Other explanation is that my emotions have been closer to the surface recently. However, I feel like I’ve been saying that exact line–“My emotions are closer to the surface right now”–for so long that I’m starting to think I’m actually just a more emotional person nowadays. A frightening thought. Maybe one of these days I’ll become one of those people who feels actual human sadness when a celebrity dies (as opposed to the purely notional and completely unfeeling sadness that celeb deaths normally evince in me).
Parks and Recreation was a really good show. Wholly optimistic. Not dark at all. And one that loved and respected its characters. In most shows, unsympathetic characters tend to be humanized, so that by the end you love them. However, in comedies especially, sympathetic characters often suffer the opposite fate. They become overwhelmed with so many quirks and idiosyncracies and foibles that you start to hate them. I know that Scrubs and How I Met Your Mother, for instance, kind of suffered this fate. By the end of the show, you’d just seen these characters behave in so many unfeeling ways and act so selfishly and whine at such length that, even though each individual incident was explainable and forgivable, their sum total was such as to make you kinda dislike these people.

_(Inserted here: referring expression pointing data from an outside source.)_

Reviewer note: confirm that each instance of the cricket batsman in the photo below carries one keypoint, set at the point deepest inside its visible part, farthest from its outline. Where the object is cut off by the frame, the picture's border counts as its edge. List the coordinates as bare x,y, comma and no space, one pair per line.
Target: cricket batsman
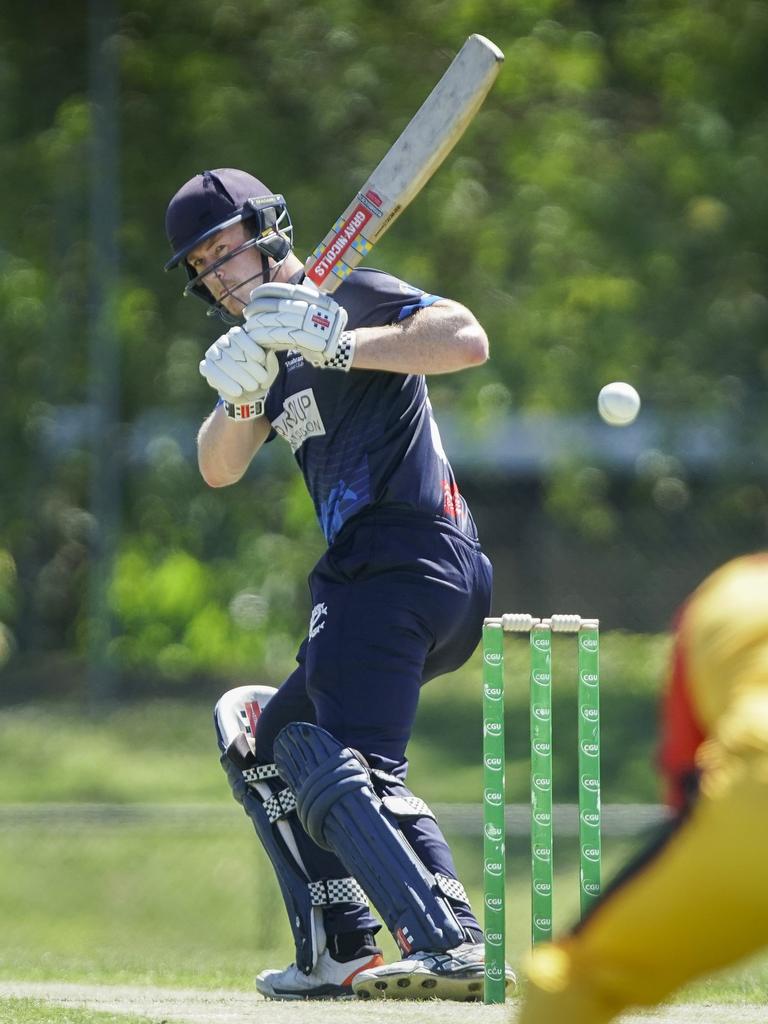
697,901
398,597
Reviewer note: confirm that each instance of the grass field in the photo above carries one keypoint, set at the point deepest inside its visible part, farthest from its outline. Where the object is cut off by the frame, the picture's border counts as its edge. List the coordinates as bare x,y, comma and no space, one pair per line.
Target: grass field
163,905
39,1012
164,751
188,899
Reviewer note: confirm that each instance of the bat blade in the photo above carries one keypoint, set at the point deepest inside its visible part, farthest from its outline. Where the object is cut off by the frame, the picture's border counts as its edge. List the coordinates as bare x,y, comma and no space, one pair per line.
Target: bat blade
427,139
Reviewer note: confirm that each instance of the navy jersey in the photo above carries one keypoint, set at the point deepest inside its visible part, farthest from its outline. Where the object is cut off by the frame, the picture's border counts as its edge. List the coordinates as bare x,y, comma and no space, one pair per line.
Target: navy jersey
366,438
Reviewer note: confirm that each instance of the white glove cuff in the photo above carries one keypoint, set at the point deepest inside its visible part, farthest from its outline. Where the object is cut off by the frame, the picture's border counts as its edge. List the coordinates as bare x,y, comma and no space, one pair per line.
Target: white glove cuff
245,410
343,352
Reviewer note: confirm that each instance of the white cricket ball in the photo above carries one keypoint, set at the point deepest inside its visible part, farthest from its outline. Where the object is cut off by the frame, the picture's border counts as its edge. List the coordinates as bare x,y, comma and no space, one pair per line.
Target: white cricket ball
619,403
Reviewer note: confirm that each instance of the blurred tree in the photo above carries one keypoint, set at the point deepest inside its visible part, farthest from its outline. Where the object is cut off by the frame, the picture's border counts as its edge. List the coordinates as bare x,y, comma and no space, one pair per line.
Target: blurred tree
605,216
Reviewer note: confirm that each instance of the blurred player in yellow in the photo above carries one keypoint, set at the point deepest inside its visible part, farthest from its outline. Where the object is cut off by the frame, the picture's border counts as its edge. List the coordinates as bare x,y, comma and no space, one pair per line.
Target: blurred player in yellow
696,901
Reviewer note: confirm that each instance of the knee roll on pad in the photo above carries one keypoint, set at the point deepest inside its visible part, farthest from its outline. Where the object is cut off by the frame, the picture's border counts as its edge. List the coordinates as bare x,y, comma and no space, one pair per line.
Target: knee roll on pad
267,803
339,808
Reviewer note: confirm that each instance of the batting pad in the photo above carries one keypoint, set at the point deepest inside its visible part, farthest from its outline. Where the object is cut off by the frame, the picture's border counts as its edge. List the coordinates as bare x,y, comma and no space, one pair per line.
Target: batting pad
339,809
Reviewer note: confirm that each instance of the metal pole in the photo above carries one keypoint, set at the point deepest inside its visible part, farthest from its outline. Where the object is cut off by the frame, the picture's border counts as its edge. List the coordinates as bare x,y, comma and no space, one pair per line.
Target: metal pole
102,344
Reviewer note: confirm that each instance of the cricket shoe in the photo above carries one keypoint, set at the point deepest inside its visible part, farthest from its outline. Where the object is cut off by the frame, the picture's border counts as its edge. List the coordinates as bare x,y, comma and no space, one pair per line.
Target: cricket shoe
330,979
454,974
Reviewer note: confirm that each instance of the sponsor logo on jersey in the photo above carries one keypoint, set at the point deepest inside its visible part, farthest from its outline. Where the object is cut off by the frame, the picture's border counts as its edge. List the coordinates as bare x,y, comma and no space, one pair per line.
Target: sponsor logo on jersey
294,360
300,419
317,620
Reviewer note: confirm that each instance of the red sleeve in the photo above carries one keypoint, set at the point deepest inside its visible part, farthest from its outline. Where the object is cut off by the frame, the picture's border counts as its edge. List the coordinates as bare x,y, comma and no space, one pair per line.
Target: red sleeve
681,733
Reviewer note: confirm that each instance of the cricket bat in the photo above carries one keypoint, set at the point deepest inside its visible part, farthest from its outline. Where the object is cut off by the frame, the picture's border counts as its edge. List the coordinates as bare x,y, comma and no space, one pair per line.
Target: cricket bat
427,139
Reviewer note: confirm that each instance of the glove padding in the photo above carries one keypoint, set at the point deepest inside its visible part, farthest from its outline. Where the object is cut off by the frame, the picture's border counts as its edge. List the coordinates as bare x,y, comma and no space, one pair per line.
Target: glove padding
298,317
241,371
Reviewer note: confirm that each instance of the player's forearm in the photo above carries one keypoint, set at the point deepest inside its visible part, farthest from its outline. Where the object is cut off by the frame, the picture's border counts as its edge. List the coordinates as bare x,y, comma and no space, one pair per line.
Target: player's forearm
440,339
226,448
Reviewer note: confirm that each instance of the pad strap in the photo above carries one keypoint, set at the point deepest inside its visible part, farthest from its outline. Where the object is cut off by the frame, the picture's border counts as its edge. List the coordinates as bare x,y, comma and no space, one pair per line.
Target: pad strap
328,892
260,772
280,805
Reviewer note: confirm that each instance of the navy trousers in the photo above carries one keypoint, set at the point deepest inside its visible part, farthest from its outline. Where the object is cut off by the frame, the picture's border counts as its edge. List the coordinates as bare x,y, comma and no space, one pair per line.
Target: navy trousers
394,604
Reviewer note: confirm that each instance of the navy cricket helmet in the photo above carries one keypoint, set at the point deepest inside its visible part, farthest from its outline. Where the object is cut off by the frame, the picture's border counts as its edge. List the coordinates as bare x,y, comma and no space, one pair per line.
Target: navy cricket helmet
215,200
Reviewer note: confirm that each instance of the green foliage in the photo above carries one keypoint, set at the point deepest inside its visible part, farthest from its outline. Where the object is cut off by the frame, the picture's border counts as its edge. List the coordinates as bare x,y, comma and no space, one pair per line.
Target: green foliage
605,217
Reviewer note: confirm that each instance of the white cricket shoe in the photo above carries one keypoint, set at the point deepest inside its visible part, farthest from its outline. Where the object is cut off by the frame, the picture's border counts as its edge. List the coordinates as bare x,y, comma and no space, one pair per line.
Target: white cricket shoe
456,974
330,979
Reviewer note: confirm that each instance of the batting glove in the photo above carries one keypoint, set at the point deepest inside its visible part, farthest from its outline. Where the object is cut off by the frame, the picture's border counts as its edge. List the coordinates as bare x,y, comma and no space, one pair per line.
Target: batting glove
242,372
300,318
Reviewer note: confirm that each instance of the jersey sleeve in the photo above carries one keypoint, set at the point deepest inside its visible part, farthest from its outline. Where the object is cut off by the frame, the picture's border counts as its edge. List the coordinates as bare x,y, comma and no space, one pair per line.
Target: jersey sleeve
681,732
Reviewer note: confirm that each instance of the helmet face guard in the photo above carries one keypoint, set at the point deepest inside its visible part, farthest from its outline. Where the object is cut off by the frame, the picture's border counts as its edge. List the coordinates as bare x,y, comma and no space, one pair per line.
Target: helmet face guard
271,228
216,200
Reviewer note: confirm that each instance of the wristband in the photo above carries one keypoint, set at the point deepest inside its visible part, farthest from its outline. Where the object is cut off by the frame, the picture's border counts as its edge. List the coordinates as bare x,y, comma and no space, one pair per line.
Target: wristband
343,354
245,410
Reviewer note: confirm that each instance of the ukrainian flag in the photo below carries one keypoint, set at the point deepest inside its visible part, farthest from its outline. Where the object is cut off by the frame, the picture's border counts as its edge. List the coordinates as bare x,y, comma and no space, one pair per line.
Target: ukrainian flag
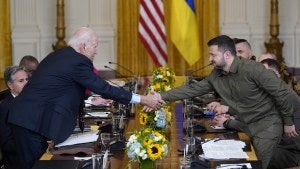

Parks and Recreation somehow avoided that. Its characterization of Leslie Knope was masterful. I have no idea how they managed to make her so funny and so competent. That was the case with all the characters. They were funny, but they also knew their shit. That’s amazing. I guess workplace comedies sometimes manage that. For instance, I recall that the lawyers in Ally McBeal were pretty good lawyers. But I think it’s surprising because Parks and Rec was about such a bland office and such a bland town and such a bland profession that it would’ve been so easy to go the other way with things. And, in fact, that’s what they kind of started to do in the first season. But then they switched courses and made something amazing. So, you know, kudos.